Bibliographic Polymorphism
Last time I talked a little about the difficulties MARC presents for modern applications. It’s too sophisticated to be considered just structured (or even marked-up) data, yet not semantically contained enough to be a language. But sometimes I wonder: if the MARC effort were undertaken by computer scientists today, would it turn out an actual programming language?
There’s neat computational stuff in MARC that prompts these daydreams. One example is the 880 Alternate Graphic Representation field, which you can see in action in records like this one from the Library of Congress:
The title and publication information are presented in the original Urdu script as well as the anglicized transliterations. In the MARC record, the original script data is recorded separately from the title and pub fields, via 880 fields:
In the above:
The 3-digit tags at the start of each line identify the field whose data that line contains. The Title Statement field has tag 245, and 260 is for publication-related information.
The two characters following the tag are called indicators (and are not important for today's post).
The string that makes up most of the field is the tag data. It is broken up into subfields by a separator character (in this case, |) followed by a single character identifying the subfield, called a subtag. For example, the 245 field above contains 4 subtags, |6, |a, |b, and |c.
The meaning of a subfield is field-dependent; the |a in the 245 means something very different from the |a in the 260. So, how do the 880s work? In the example above, both contain |a but in the first instance, it's interpreted as the main title, while in the second, it's the place of publication.

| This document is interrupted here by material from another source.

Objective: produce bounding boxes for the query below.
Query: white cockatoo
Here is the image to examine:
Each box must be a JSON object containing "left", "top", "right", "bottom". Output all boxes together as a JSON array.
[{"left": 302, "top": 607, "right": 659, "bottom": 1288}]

The 880 spec has only one subfield defined, |6, whose contents determine the meaning of the field. In the first 880 above, the |6 contains "245", meaning that this 880 takes on the shape of a 245, and hence the |a it contains is interpreted as 245's |a.

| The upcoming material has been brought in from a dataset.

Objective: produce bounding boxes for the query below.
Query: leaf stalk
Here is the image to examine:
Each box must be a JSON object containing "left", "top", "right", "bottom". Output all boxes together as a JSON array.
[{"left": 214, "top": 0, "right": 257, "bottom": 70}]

Why not just record this data in a 245, then?
The 880 tag itself provides an important context -- namely, that the data it contains is in some other language/script. Treating it as a separate type thus confers the ability to work with this representation -- whether customizing display logic, including or excluding it from search indexes, etc. -- independently from the regular bibliographic data.

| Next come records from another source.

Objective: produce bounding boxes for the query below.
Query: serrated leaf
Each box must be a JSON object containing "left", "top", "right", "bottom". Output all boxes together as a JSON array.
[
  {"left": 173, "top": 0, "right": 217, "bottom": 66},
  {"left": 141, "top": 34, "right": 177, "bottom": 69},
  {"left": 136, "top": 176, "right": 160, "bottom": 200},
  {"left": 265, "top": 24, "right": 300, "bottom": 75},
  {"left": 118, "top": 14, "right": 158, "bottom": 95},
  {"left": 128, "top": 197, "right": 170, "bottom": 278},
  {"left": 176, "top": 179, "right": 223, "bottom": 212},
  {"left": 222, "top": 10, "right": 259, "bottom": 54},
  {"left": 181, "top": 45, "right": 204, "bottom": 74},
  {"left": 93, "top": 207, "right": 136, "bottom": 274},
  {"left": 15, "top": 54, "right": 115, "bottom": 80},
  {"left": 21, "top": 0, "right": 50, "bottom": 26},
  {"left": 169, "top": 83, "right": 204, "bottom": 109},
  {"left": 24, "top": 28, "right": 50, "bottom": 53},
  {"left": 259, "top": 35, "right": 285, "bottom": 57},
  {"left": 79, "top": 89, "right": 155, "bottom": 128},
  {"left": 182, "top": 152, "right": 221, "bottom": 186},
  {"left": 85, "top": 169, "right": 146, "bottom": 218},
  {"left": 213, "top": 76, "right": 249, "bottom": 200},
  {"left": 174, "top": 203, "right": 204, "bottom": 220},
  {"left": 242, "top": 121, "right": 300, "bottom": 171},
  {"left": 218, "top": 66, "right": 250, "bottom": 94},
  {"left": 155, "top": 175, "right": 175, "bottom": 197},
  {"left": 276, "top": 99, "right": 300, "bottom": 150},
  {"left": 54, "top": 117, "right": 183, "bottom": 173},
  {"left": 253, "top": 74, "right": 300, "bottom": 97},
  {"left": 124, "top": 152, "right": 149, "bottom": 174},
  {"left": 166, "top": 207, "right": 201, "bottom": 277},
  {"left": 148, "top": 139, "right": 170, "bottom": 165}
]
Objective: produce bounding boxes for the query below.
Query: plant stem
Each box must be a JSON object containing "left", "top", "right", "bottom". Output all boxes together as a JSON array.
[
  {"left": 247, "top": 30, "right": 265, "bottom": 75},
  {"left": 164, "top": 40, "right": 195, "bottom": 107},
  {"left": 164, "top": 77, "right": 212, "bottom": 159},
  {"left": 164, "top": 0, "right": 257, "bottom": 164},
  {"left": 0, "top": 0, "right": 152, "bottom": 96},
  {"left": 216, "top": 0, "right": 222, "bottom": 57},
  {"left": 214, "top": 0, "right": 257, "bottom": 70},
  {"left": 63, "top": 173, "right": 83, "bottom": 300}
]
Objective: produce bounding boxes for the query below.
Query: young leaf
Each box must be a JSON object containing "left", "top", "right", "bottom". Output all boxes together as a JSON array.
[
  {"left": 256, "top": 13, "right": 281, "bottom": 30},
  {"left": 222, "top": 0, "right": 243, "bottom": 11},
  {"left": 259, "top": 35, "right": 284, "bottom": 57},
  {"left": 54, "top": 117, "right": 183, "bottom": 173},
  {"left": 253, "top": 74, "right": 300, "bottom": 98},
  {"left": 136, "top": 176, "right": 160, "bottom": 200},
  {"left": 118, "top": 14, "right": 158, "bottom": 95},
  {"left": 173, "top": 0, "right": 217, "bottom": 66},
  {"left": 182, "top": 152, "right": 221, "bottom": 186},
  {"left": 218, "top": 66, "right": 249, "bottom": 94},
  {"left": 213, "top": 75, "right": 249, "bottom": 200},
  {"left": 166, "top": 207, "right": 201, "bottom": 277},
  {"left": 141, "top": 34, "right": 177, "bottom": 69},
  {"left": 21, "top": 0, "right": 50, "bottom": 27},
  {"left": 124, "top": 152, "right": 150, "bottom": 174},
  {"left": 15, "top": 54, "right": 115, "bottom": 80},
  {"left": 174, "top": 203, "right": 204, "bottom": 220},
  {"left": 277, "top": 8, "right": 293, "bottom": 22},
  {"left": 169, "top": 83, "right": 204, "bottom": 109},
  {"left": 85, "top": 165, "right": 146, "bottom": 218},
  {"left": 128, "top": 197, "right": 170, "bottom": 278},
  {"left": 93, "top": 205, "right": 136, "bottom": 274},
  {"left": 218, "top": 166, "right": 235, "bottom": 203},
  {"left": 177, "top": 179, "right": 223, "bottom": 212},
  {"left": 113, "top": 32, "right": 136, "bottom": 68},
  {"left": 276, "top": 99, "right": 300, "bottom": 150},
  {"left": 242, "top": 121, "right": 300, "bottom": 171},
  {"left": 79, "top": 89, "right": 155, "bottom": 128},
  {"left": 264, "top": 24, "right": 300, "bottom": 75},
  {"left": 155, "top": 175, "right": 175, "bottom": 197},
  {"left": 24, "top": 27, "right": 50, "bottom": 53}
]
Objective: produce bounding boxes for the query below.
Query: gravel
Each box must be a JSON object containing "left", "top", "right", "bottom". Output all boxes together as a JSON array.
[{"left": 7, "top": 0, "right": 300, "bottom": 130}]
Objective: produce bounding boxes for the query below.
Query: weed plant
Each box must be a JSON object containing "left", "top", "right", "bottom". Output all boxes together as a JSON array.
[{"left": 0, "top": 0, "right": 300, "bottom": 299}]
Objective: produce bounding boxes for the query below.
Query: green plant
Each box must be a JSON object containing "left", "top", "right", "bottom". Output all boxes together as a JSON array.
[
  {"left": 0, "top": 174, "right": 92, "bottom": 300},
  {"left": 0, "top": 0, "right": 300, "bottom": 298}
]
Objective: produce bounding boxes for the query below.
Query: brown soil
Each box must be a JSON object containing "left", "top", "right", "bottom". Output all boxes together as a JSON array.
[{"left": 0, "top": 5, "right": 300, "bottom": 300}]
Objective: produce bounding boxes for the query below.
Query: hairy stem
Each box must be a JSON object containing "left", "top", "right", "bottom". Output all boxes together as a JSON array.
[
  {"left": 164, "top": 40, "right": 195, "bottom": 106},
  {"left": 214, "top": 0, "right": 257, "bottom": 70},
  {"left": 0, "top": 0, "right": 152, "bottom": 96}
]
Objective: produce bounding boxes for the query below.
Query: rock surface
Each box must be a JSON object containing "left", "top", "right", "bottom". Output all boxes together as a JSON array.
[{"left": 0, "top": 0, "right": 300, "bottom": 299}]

It's useful then to think of 880 not as a datafield itself but as a generic container, parameterized over datafields. That is, an 880 field in the MARC record corresponds to a value of type 880<A>, which provides an A datafield along with some information about the alternative representation contained within that datafield (such as the script used). It's both conceptually and practically much cleaner than defining an 880 counterpart for each datafield in the MARC spec.
(For completeness: There are other aspects to the 880, such as the fact that it not only corresponds to another datafield type, but is (usually) linked to a specific instance of that datafield within the MARC record, but these are irrelevant for this discussion.)